Подобная апологетика не могла не приводить в бешенство ярых германоманов. Само собой разумеется, что первой реакцией противников Берне были нападки на евреев. Сам Берне констатировал: «Как только мои враги чувствуют свое поражение от Берне, их якорем спасения становится Барух». В результате он приходил к выводу: «Их всех поражает этот магический еврейский круг, никто не может из него выйти». Этот круг преувеличивал значение Баруха-Берне, делал из его имени символ.

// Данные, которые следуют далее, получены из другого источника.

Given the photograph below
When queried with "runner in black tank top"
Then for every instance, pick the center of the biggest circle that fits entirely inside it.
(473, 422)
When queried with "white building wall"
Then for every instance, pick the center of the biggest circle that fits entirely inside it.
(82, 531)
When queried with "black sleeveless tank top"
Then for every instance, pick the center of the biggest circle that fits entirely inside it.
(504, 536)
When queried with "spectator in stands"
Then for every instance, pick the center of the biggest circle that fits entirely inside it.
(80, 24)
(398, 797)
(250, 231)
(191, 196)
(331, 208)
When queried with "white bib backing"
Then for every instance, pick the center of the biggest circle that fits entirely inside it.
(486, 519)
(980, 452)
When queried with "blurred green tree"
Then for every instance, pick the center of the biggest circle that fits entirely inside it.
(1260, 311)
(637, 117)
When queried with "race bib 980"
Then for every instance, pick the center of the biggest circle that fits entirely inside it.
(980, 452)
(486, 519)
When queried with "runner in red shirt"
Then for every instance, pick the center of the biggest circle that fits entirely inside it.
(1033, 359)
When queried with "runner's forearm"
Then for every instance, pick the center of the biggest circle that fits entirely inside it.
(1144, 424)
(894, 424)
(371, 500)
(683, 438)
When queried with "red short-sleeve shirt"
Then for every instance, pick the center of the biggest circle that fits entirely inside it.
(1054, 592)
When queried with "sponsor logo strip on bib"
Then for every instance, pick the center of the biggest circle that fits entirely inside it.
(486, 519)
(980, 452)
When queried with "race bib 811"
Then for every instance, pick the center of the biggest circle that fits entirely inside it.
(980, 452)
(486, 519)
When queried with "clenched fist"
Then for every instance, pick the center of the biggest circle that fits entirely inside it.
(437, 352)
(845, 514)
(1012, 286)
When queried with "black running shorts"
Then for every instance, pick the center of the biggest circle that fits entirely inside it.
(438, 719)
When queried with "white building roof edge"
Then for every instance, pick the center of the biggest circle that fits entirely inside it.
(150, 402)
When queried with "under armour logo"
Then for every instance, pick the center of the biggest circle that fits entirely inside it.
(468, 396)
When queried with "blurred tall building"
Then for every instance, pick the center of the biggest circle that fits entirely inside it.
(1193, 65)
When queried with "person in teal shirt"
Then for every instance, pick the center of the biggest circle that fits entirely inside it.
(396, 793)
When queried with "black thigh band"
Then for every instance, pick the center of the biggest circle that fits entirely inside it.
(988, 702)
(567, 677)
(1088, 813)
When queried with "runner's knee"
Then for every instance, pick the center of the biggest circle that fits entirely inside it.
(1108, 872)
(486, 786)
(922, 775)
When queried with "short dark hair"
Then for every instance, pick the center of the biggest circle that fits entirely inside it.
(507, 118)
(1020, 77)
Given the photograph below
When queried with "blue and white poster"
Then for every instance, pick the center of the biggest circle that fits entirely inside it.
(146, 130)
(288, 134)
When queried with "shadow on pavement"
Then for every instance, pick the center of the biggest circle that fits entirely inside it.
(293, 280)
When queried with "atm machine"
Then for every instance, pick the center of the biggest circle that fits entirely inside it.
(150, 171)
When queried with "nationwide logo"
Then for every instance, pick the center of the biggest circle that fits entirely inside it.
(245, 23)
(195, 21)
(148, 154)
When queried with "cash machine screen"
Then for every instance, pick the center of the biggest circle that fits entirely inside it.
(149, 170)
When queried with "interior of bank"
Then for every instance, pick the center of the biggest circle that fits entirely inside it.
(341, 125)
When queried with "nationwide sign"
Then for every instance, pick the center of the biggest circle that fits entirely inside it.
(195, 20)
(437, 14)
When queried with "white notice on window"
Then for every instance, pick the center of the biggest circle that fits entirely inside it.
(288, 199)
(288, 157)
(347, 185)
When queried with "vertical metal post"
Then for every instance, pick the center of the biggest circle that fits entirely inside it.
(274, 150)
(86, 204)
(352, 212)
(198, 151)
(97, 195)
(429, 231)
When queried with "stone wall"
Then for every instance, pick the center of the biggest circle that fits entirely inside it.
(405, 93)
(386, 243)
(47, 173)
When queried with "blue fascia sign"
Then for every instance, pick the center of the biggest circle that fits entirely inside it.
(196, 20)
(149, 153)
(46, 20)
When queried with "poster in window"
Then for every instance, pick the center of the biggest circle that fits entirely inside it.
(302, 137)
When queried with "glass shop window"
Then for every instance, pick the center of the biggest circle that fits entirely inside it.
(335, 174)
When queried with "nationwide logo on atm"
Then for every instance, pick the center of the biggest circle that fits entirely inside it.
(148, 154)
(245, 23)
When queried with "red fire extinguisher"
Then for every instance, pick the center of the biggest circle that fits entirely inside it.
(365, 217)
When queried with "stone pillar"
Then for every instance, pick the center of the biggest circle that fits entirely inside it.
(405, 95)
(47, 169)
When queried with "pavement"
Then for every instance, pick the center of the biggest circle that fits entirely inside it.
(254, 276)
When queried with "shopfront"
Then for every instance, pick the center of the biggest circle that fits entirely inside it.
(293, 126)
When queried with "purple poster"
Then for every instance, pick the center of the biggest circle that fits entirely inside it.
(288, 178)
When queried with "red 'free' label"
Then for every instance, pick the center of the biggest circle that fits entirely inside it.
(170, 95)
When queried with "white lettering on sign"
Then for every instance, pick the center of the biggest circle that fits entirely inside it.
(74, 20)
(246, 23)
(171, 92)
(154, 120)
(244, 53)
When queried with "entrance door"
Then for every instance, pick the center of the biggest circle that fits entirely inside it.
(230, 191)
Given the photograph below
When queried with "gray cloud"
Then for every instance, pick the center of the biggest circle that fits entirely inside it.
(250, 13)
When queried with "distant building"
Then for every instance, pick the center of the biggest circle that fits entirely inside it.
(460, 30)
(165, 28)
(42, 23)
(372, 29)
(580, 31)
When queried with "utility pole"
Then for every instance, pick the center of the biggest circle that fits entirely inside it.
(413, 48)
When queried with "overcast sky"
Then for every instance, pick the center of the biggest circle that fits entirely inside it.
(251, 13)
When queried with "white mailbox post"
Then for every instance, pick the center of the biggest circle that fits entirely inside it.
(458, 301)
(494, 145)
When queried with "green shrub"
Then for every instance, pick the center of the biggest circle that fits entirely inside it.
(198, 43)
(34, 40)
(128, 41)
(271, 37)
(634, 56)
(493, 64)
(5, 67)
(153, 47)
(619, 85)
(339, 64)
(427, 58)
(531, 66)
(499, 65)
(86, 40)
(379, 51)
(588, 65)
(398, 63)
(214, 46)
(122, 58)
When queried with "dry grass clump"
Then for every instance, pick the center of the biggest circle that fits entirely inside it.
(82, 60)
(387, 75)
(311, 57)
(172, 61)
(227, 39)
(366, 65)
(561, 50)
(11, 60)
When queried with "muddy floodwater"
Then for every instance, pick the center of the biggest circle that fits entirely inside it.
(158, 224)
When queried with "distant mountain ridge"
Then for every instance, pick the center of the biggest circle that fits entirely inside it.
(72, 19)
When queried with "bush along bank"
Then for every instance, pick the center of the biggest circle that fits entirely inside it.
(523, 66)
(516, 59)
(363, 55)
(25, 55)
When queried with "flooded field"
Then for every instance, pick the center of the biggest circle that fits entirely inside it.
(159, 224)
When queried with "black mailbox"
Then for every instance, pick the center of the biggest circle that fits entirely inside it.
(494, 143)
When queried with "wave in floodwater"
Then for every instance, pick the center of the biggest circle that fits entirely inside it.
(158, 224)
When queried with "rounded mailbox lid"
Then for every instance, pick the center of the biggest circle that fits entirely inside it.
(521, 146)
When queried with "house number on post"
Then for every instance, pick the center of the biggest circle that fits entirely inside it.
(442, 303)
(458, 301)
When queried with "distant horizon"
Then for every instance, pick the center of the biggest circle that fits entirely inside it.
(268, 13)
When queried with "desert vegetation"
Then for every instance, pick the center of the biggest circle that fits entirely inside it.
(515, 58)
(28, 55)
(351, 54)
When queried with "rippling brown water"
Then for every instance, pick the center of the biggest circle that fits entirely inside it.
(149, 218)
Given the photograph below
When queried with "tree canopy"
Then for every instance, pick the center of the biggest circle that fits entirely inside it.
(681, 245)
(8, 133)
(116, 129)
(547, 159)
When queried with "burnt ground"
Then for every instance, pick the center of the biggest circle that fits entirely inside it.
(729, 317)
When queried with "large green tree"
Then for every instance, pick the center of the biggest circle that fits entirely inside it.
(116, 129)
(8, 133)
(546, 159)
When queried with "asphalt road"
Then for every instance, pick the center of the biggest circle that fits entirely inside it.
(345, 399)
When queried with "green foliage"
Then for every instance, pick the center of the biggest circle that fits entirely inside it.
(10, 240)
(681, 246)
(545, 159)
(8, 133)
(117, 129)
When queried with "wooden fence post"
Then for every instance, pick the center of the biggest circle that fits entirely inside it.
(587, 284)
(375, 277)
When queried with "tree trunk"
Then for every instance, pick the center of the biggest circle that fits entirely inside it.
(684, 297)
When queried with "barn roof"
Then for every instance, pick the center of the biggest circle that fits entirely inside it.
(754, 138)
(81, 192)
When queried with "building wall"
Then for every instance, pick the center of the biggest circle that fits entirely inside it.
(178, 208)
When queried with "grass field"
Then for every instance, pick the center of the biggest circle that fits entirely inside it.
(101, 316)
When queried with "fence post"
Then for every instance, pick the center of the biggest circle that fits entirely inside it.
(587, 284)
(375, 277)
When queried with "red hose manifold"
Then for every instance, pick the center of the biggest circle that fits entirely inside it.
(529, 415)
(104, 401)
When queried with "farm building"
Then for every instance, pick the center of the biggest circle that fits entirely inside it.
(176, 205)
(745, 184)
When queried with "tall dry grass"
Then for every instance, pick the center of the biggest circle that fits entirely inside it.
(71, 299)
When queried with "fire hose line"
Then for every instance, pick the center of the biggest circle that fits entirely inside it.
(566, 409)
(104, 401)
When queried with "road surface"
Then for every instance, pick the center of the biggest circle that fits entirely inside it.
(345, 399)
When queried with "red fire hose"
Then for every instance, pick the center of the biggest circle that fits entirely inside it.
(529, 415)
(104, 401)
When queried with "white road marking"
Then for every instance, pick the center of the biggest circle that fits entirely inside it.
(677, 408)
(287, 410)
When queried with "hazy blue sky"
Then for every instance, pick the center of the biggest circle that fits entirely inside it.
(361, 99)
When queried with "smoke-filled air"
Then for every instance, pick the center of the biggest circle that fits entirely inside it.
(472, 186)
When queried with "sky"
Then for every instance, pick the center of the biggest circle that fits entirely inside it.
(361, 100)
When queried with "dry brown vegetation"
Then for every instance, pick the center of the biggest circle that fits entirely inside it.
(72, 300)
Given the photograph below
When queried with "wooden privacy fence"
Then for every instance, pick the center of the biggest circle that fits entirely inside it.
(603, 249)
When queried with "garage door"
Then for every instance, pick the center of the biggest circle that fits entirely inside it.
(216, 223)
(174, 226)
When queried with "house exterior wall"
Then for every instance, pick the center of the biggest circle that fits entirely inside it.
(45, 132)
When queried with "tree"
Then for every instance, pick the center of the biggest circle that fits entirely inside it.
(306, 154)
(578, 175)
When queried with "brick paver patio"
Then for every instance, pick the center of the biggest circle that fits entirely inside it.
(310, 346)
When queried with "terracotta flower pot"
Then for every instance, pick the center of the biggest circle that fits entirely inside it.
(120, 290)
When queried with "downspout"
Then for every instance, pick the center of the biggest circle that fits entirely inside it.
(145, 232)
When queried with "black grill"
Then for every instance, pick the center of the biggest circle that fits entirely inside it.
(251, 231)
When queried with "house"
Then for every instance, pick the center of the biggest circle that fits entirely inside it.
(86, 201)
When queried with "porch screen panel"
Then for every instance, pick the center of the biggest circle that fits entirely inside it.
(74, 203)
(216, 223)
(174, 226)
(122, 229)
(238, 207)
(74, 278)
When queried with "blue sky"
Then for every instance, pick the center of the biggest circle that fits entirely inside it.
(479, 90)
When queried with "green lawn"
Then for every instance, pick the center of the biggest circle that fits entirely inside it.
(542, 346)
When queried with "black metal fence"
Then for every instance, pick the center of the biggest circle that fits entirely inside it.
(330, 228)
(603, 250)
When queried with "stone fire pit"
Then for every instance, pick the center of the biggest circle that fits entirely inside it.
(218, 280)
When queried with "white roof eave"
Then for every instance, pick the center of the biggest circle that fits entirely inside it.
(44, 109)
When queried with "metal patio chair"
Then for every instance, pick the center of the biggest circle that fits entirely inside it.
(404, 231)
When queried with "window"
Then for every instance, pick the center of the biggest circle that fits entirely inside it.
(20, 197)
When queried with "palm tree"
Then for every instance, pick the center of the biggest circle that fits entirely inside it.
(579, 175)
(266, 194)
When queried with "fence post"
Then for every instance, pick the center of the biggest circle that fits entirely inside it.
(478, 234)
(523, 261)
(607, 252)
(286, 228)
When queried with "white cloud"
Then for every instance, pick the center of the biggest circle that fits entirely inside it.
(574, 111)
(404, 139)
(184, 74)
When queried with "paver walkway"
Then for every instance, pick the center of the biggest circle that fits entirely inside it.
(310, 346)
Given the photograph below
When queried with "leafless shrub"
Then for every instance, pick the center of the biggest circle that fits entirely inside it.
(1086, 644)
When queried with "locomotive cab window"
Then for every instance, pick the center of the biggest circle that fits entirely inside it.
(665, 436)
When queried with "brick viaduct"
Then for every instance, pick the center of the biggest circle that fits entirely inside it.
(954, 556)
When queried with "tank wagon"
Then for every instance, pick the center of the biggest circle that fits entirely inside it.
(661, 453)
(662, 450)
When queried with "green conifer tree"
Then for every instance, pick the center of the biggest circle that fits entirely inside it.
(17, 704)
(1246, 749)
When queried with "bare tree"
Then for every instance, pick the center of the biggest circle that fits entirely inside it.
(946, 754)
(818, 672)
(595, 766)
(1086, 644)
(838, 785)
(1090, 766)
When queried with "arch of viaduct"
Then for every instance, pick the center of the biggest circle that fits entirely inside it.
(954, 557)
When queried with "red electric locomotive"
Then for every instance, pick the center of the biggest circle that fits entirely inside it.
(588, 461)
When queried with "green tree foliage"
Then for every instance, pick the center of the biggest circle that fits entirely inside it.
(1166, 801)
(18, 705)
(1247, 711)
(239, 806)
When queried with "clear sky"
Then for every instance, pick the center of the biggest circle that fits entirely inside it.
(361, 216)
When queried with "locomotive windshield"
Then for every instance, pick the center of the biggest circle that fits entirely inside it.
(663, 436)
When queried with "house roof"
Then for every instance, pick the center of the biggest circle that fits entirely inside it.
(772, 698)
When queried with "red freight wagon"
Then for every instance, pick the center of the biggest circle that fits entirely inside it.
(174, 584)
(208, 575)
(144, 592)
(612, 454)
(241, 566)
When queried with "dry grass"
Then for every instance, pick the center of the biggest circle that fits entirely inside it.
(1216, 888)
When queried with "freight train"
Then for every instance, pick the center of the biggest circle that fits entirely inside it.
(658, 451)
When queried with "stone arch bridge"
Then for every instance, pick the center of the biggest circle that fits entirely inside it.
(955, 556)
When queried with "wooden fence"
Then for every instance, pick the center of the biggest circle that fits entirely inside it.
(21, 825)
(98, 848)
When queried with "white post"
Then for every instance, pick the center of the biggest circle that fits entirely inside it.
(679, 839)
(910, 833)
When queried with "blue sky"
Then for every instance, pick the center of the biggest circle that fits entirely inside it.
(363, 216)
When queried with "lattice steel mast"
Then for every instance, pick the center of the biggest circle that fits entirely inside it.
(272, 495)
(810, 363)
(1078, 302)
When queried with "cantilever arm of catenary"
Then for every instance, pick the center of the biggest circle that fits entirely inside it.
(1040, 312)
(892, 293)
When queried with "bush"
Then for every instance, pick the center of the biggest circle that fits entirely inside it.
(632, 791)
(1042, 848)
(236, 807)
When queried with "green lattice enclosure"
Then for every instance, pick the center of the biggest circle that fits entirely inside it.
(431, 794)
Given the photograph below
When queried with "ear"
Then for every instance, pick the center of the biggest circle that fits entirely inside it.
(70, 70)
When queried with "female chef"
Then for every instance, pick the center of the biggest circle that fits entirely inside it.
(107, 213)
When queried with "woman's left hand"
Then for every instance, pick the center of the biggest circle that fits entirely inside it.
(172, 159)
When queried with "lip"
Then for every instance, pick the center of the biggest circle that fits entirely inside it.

Функция символа, или, точнее, антисимвола, еще более очевидна в случае его великого соперника Генриха Гейне. Возможно, не было другого человека, сумевшего с такой точностью описать и оценить тупики и неожиданности эмансипации. Когда Гейне писал, что «уже в колыбели он обнаружил маршрут всей своей жизни», он в блестящей формуле определил те условия, которые привели Берне и его самого к борьбе в общих рядах и к протестам против одних и тех же несправедливостей. В остальном эти два человека были совершенно непохожи друг на друга: страстная уверенность трибуна противостояла демонической иронии и душевной боли поэта. Гейне часто упрекали в том, что он ничто и никого не принимал всерьез. Но если подойти к этому более внимательно, то по его личной переписке можно увидеть, что единственное исключение он делал для патриархальных старомодных евреев. Он упрекал свое поколение в том, что «у них не хватало сил носить бороду, голодать, ненавидеть и переносить ненависть» по примеру своих предков из гетто, как если бы его завораживали грандиозные родительские образы. Частота обращения к этой теме в письмах, как и в творчестве, позволяет предположить, что его совесть мучил «комплекс предательства», особенно после крещения. Но если Гейне не щадил себе подобных, «дезертиров из старой гвардии Иеговы», в том числе и себя самого (на следующий день после обращения в христианство он воскликнул, что отныне к нему будут питать отвращение как евреи, так и христиане), то основным объектом его таланта пророческого сарказма были немцы, родившиеся в христианских семьях.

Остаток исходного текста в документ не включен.